Podobnie ma się sprawa postaci aktorki Sylwii (Sylwia Boroń, gościnnie), która w roli Stefy jest podobnie zneurotyzowana. Emocje tkwiące w ich własnych komórkach ujawniają się niepokojem, nadpobudliwością. W pomyśle Sylwia staje się niemal odbiciem Stefy. Aktora przeżywa postać, którą ma zagrać. Kiedy ma stać się nią i pokazać jej tajemnice – boi się. Przeżywa lęk w konfrontacji z ogromną wojenną traumą Stefy. Obawia się, że wchodząc w tę rolę, sama przypłaci to traumami. „Traumy się dziedziczy” wyrzuca reżyserowi swoje obawy o przyszłość córki, która to brzemię matki będzie nosić już w swoim własnym życiu. Cały czas przenikamy między rokiem 1948 (rok akcji opowiadania Iwaszkiewicza, który starają się odgrywać aktorzy), a 2020 – próbami do spektaklu na gnieźnieńskiej scenie.

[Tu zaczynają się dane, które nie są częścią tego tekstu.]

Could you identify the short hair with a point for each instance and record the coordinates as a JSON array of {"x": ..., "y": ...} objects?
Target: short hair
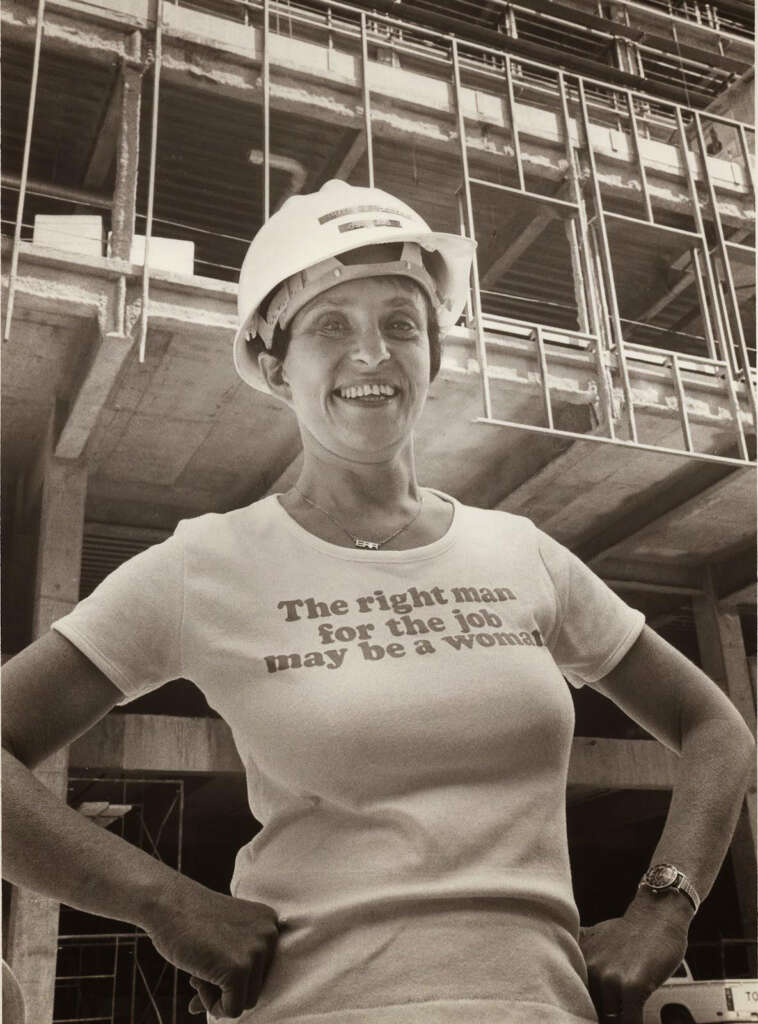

Dzięki temu śmiałemu zabiegowi przyglądamy się bohaterom Iwaszkiewiczowskiego opowiadania z dzisiejszej perspektywy. Szukamy motywów ich postępowań, które pisarz zawarł na kartach książki. Próbujemy przepracować z nimi ich losy i wpływ tychże losów na ich rzeczywistość. Dlaczego Stefa u Iwaszkiewicza podejmuje tak beznadziejną decyzję na koniec? Sylwia w roku 2020 takiej nie podejmuje, bo „zawsze bała się wody”. To dla niej za wiele. „Nie możemy zagrać innego spektaklu, wesołego?” – pyta reżysera. Jednak życie ludzi z tamtego pokolenia, takich pytań sobie nie zadawało. Codzienność przerastała wyobraźnię. Ascetyczna scenografia, za to pełna wyrazu i głębi (Agnieszka Zawadowska i Katarzyna Minkowska); przepiękna muzyka, jednak podnosząca grozę chwili (Wojciech Frycz) – to oprócz świetnej gry aktorskiej, bardzo mocne punkty przedstawienia.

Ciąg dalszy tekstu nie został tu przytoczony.